UCL News


Slade hosts campaign to save filmmaker's cottage

22 January 2020

The Slade School of Fine Art at UCL hosted the launch of a new campaign to preserve Prospect Cottage in Dungeness, Kent, the home and garden of Slade alumnus and influential British filmmaker Derek Jarman, for the nation.


Derek Jarman (1942 - 1994) was principally known for his films, but he was also a keen painter and poet, writer and memoirist, gardener and activist. He studied painting and stage design at The Slade between 1963 and 1967.

The campaign, launched by Art Fund in partnership with the Tate and Creative Folkstone, seeks to raise £3.5m to preserve Prospect Cottage and establish a permanently funded programme to conserve and maintain the building, its contents and its garden for the future.

The campaign is supported by artists including Slade alumna Tacita Dean, Tilda Swinton, Jeremy Deller, Michael Craig-Martin and Wolfgang Tillmans.

Jarman purchased Prospect Cottage in 1986, and it quickly became a source of inspiration and a creative hub where his parallel artistic practices and collaborators came together. Today it represents the most complete distillation of his pioneering creativity across film, art, writing and gardening: from his 1990-film The Garden starring Tilda Swinton, to his journal, Modern Nature, and from poetry etched in the glass, to driftwood sculpture and the remarkable garden he created in the shingle beach.

More than 25 year after his death, Prospect Cottage continues to be a site of pilgrimage for people from all over the world to come to be inspired by its stark beauty and by Jarman’s legacy. The cottage and its contents are now being sold following the death in 2018 of Keith Collins, Jarman’s close companion in his final years, to whom he bequeathed the cottage.

Kieren Reed, Director of the Slade School of Fine Art at UCL, said:

“We are immensely proud to count Derek Jarman as alumnus of The Slade and for our school to have been an important part of his creative journey. It is our pleasure to have hosted the campaign launch to raise funds for the preservation of Prospect Cottage.
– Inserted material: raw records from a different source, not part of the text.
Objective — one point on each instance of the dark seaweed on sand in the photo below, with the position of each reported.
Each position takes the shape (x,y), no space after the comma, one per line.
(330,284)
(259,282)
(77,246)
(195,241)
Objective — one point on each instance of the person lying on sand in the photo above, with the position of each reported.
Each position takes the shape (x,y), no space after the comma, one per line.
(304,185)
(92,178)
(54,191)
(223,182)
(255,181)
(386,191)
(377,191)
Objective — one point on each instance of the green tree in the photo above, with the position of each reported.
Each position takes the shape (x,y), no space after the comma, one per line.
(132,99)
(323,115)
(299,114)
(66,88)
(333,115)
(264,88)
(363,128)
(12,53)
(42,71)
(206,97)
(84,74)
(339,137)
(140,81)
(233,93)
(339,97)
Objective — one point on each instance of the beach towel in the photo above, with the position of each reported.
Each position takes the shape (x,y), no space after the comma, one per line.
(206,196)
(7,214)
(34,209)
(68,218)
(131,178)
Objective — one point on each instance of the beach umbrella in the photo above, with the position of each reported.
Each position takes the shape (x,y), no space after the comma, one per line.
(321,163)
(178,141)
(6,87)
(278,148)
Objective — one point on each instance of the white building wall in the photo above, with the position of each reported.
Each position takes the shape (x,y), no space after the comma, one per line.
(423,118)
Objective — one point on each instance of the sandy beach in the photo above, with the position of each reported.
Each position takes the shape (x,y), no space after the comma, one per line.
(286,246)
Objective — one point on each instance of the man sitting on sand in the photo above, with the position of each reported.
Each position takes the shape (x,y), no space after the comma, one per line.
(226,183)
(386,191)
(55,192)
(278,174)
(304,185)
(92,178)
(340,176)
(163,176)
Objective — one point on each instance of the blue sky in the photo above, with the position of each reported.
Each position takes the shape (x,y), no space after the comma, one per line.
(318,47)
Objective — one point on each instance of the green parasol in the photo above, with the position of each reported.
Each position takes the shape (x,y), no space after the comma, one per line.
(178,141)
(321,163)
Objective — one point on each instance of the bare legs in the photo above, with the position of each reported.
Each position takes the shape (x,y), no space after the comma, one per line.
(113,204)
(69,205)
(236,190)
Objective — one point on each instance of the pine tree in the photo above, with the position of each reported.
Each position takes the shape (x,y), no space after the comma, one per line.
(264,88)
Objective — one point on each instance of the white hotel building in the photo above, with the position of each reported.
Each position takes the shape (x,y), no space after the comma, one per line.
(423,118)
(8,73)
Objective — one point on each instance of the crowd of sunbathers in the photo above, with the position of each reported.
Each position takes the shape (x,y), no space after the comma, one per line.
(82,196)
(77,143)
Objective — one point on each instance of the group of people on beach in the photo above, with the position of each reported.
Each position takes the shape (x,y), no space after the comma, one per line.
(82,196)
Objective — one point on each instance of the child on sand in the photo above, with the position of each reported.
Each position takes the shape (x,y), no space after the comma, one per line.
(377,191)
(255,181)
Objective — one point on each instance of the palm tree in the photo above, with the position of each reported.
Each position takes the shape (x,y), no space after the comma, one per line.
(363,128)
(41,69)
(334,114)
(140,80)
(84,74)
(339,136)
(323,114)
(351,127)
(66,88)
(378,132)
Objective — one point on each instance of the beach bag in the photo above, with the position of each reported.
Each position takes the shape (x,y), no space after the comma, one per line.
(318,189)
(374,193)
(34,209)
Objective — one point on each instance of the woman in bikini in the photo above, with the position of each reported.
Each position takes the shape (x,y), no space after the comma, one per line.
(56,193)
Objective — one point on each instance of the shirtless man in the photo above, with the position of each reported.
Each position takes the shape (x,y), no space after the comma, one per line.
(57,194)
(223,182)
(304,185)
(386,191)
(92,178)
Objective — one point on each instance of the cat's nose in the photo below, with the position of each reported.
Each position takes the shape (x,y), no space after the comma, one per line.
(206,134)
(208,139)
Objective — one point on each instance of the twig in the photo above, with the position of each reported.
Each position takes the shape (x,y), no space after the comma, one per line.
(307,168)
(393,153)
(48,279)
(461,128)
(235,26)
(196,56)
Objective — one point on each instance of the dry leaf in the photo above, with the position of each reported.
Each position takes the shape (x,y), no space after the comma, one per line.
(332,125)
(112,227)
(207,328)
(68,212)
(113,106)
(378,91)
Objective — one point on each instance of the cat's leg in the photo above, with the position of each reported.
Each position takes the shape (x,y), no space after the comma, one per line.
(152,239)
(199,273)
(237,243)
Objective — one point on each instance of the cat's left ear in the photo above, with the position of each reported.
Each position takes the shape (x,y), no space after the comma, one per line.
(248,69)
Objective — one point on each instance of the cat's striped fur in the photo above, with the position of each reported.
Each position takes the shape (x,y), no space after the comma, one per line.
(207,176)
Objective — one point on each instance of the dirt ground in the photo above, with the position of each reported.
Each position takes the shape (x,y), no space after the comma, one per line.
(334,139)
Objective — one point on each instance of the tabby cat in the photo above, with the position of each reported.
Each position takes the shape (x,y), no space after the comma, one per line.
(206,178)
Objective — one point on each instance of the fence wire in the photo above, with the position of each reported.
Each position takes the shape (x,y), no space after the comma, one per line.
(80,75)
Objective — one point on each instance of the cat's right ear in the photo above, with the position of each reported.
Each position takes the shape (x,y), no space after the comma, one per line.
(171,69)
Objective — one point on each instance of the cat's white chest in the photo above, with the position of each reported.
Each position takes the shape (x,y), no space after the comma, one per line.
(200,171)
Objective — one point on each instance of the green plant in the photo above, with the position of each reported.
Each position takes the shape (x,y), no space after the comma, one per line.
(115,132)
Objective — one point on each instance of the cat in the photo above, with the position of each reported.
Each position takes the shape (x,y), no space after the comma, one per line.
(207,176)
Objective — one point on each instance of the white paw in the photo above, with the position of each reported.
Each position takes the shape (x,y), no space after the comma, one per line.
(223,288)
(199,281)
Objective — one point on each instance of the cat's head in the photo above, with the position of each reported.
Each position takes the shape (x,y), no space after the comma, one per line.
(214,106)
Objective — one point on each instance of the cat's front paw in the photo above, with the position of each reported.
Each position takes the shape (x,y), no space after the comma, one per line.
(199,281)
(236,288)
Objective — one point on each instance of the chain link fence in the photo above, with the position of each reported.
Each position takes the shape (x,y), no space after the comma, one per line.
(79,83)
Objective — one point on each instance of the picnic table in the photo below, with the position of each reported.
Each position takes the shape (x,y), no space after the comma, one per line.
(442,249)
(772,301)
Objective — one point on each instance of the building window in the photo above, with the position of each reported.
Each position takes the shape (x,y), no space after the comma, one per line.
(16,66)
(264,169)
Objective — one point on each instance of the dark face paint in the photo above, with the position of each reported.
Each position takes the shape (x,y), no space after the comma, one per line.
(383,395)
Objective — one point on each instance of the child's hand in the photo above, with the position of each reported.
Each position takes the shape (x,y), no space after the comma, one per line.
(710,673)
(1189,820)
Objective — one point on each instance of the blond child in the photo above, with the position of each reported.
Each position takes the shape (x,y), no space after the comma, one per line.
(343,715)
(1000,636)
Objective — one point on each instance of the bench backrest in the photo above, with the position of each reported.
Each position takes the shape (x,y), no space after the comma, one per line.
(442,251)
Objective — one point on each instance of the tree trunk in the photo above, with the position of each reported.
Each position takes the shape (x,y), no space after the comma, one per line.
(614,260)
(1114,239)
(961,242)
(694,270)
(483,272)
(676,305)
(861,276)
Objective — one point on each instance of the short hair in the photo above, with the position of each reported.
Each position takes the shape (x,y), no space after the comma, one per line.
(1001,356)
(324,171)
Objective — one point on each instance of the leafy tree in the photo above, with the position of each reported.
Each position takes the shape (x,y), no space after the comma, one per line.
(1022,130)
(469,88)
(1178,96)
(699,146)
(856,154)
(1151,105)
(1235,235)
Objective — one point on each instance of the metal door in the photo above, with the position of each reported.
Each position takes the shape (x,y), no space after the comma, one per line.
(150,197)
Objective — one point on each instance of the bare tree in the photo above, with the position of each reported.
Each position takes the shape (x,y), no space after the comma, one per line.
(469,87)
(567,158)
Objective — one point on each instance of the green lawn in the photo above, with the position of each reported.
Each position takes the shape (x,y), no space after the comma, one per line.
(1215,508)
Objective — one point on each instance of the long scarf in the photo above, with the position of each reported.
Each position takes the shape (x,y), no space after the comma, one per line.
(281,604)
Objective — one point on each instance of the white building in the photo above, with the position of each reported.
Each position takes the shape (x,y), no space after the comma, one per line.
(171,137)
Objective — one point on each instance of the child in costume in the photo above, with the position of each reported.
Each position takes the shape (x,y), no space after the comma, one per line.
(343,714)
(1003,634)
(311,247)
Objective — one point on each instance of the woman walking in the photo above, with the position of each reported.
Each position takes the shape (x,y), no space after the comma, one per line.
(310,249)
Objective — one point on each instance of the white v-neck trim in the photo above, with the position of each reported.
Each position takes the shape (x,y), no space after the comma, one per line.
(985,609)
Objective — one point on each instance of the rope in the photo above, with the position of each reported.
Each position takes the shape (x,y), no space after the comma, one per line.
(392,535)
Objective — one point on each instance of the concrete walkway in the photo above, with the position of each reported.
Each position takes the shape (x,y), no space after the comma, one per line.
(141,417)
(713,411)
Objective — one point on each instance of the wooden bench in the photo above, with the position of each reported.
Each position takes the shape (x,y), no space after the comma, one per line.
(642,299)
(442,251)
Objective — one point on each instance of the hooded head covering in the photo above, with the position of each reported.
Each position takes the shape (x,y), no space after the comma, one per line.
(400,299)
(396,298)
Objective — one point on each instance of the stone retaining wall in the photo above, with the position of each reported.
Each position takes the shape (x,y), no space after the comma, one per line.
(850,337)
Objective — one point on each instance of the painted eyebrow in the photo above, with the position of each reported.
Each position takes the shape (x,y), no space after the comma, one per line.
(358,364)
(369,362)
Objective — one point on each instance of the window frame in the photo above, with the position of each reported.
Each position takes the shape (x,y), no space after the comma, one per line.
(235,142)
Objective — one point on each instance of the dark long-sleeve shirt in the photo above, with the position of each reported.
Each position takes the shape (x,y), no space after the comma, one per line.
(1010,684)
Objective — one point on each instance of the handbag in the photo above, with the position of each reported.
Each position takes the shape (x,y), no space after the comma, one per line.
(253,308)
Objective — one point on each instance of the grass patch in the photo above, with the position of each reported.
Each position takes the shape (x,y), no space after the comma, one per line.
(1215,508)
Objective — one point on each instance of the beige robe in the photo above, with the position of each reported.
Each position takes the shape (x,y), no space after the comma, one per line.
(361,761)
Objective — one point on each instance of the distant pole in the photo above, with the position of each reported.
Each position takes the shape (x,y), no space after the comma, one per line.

“Prospect Cottage was the home of Derek and is an art work in its own right.  The campaign will help to protect Derek’s work and legacy for future generations of artists and the wider public.”

Jarman’s time at UCL is well documented. In his memoir, entitled Dancing Ledge, he recalls spending increasing amounts of time in The Slade’s theatre design room ‘where there were sympathetic spirits’ and where ‘homosexuality was accepted quite openly’. 

During his time at UCL, Jarman took a course on world cinema and a few years later began experimenting with making his own innovative films in ‘Super 8’ format. He used a Super 8mm film camera throughout his life, both to make films and to record his friends' and his own day-to-day experiences. He made several important independent films, including Blue, Sebastiane and Caravaggio.

Open about his HIV status, Jarman campaigned tirelessly against representations of AIDS in British media in the late 1980s and early 90s. Several of Jarman’s later films, including Edward II, were informed by his involvement in HIV/AIDS politics.

Towards the end of his life, Jarman played a central role in reclaiming the term ‘queer’, seeing it as a possible alternative to rigid labels and categories of sexual and gender identity. As he put it in another of his published diaries, ‘For me to use the word “queer” is a liberation; it was a word that frightened me, but no longer’.